Trusted help: finding people you can leave them with.
Hiring an aide, finding a respite stay, or letting someone else step in is one of the hardest steps for most caregivers, both logistically and emotionally. Here's a calm look at the options.
The four main kinds of paid help
1. Home care agencies
An agency sends a vetted, insured caregiver to your home. They handle hiring, background checks, payroll, training, and provide backup if someone is sick. More expensive per hour than hiring privately, but the lowest hassle. Typical cost: $25–$45/hour in most markets. Insurance, Medicaid waivers, or VA programs may cover some or all.
2. Privately hired caregivers
Hiring someone directly, often through referral. Lower cost (commonly $18–$28/hour), but you handle taxes, scheduling, backup, and liability. Use a written agreement. Most states require the household to handle payroll taxes if you pay more than a certain amount per year, talk to a tax professional.
3. Adult day programs
Your loved one attends a structured day program (often 8am–5pm) at a facility. Activities, meals, sometimes medical oversight. Cost: typically $75–$150/day; many programs sliding-scale. Medicaid often covers. Excellent for caregivers who need workdays or regular respite.
4. Short-stay respite in a facility
A few days to a few weeks at an assisted living, skilled nursing, or memory care facility. For travel, surgery recovery, or planned breaks. Cost varies enormously. VA caregiver programs cover this for eligible veterans; some Medicaid programs cover it; otherwise self-pay.
How to vet someone before they walk in your door
- Background check. Reputable agencies do these. For private hires, services like Checkr or county-level checks are worth the small cost.
- References. Ask for at least two from previous clients. Actually call them.
- Trial period. Have them work a few short shifts while you're home. Watch how they interact with your loved one. Trust your gut.
- Insurance and bonding. Agencies carry these. For private hires, your homeowner's policy may need to be adjusted.
- Specific experience. Has this person worked with dementia? Post-stroke patients? Hospice patients? Match the experience to the need.
How to find trustworthy options
- Your local Area Agency on Aging (call 1-800-677-1116) often maintains lists of vetted local agencies
- Hospital social workers know which agencies in your area are reliable
- Caregiver support groups, peer recommendations are gold
- State or county-licensed home care directories (most states publish these)

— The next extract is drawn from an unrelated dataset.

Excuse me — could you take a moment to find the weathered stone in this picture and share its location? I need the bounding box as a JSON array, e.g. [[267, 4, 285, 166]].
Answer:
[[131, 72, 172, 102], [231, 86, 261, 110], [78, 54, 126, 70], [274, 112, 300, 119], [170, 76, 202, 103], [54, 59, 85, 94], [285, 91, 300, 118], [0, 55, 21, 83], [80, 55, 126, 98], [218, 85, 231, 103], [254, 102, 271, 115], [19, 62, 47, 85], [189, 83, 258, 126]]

- Faith communities and senior centers often have informal networks of trusted help
The emotional part
Many caregivers describe the first time they hired someone as one of the hardest moments. There's guilt ("I should be able to do this"), there's mistrust ("How can I leave them with a stranger?"), and there's grief at the implicit acknowledgment that things have changed.
What tends to help: starting small (a few hours, while you're home and nearby), choosing an aide who genuinely seems to connect with your loved one, and giving it three or four sessions before judging. Once it's working, the relief is often enormous, and your loved one frequently does fine, sometimes better than expected. The stranger becomes a person. The relationship can be a real one.